Although most of my professional career was spent being what is euphemistically referred to as a “knowledge worker”, I have long held a great admiration for top-notch trades people, and have always had hands-on hobbies such as vehicle mechanics and cabinet making. And when I say top-notch I’m not talking about the robotic mechanic who simply replaces parts in accordance with the shop manual based on a wild-assed guess of what the problem might be or the readout from a $50,000 diagnostic instrument, but rather the “professional” tradesman who still has the ability to get the feel of a machine, understand what’s happening, and be able to affect repairs in the most timely, effective, and inexpensive manner. In other words, a thinker and problem solver.
I can thank my father for that. As a heavy equipment mechanic in a backwoods lumber operation in the 50s and 60s, he was one of the most creative mechanical problem solvers I have ever known. There was always a way, and given the scarcity and expense of parts and the frequent remoteness of the broken machine, that way more often than not would have made MacGyver proud. His was a hard act to follow, and I consider myself lucky to have picked up maybe as much as 50% of his skill in that arena. So nothing gets me more riled than a so-called mechanic who clearly doesn’t know if he’s been bored, punched, or countersunk. Or makes me happier than dealing with one who clearly knows what he’s about, what I’m about, and most importantly, what my particular piece of machinery is about.

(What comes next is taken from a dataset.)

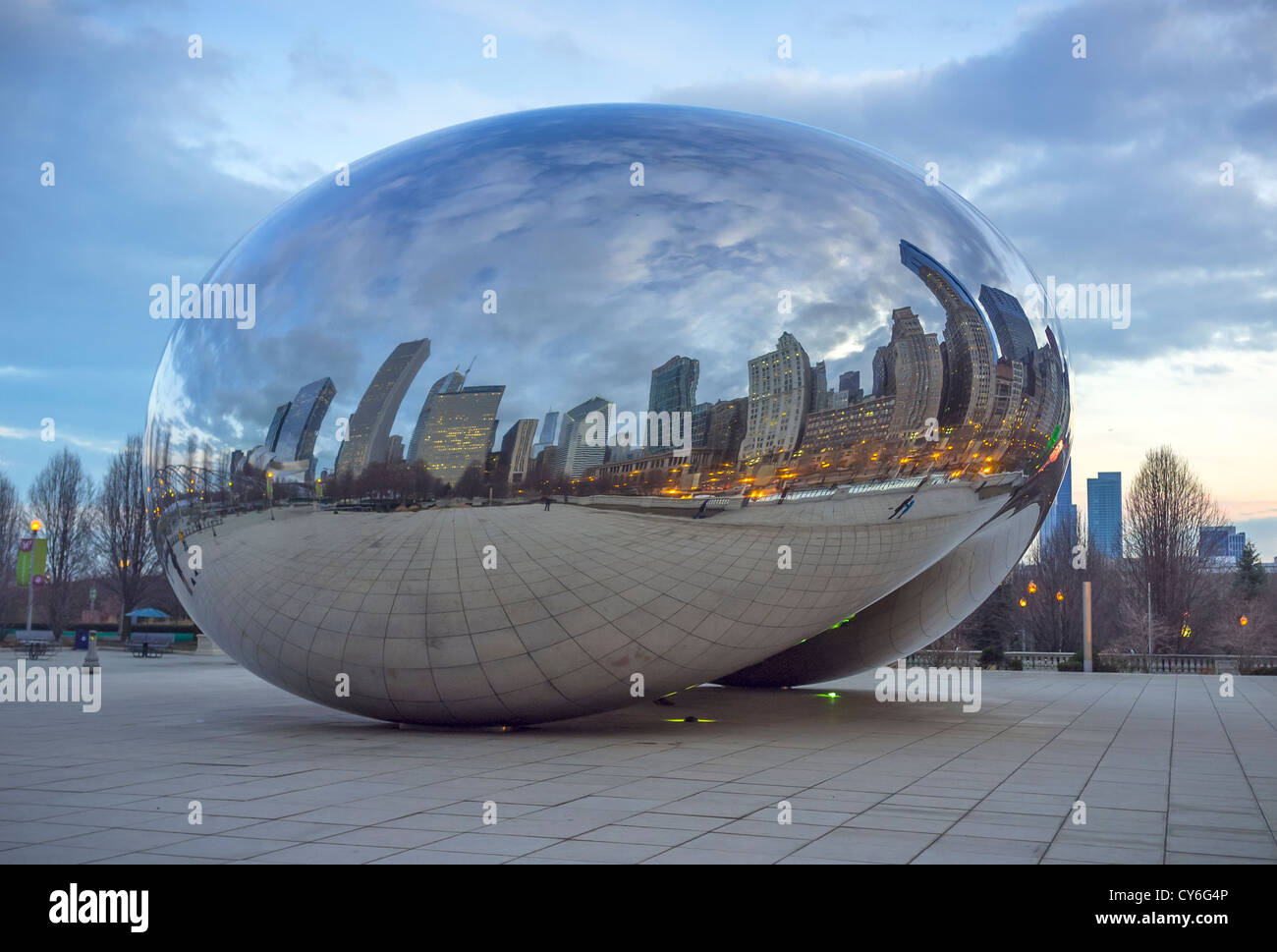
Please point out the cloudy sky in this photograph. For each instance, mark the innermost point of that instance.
(1099, 169)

Sadly, the former seem to be quickly outnumbering the latter as any young person today with a good head on his or her shoulders is automatically pushed into the academic stream so they too can become just one more knowledge worker occupying a cubicle somewhere for the next 40 years, contributing lots to the corporation’s bottom line, but precious little to society at large (and I know whereof I speak). Truth is, some of those very sharp minds would be happiest with greasy hands and black fingernails if we only gave them the opportunity and encouragement early enough to foster the joy of working with their hands. To do otherwise is just a waste.

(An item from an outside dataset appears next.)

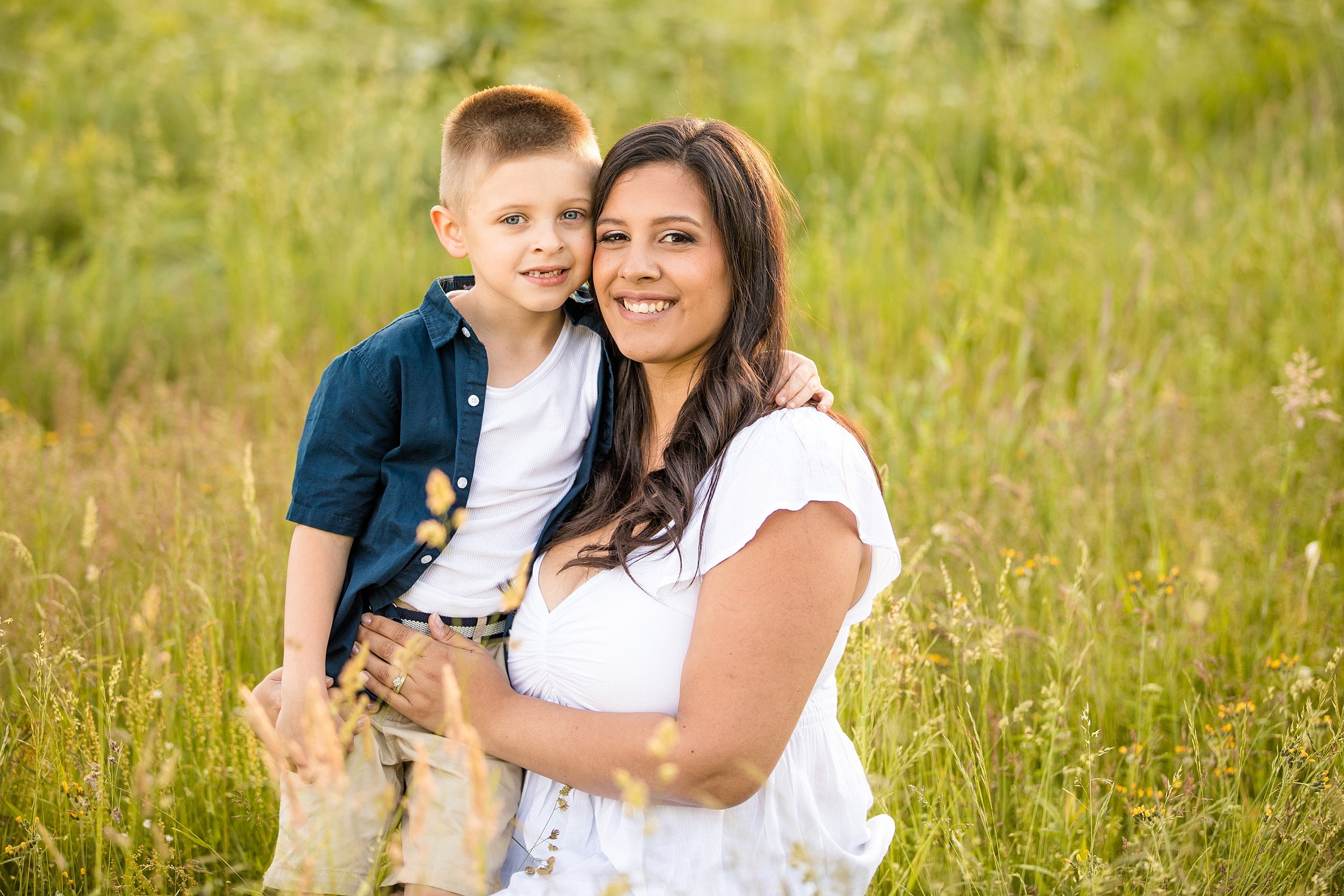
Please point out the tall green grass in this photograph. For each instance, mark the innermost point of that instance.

And while I used the example of a mechanic, the same applies to any of the trades. I have an acquaintance who is an extremely accomplished cabinet maker who has given up on trying to grow his business because he can’t find young people who share his passion for creativity and hands-on work. Similarly our house builder was always struggling to find trades people who wanted to build the “best” house as opposed to “a” house. And the list can go on and on.
So all that was a very long, rambling preamble to this book I just picked up. What first caught my eye was the photo of a very cool vintage BMW on the front cover. Then the title, Shop Class as Soulcraft: An inquiry into the value of work, hooked me.
From the overleaf: “Based on his own experience as an electrician and mechanic, Crawford makes a case for the intrinsic satisfactions and cognitive challenges of manual work. The work of builders and mechanics is secure; it cannot be outsourced, and it cannot be made obsolete.”
The author is a motorcycle mechanic specialising in vintage bikes, but he didn’t start as that. He started with a PhD in political philosophy and a senior executive position with a Washington think tank. That lasted all of 5 months before he quit to open his bike shop.
It’s not an easy read (I blame his PhD for the fact the book has a fog index of approximately 14), but Crawford hits right at the core of something that is becoming a huge problem. I found myself repeatedly nodding in agreement or, to my wife’s chagrin, reading out chapter and verse accompanied by a “that’s what I’ve been saying all along” and getting the requisite “Yes dear” in response.
It’s not for everybody, but if you’ve ever considered the relative values of manual work versus brain work, Crawford very effectively challenges the conventional wisdom that working with one’s hands is somehow a lesser calling.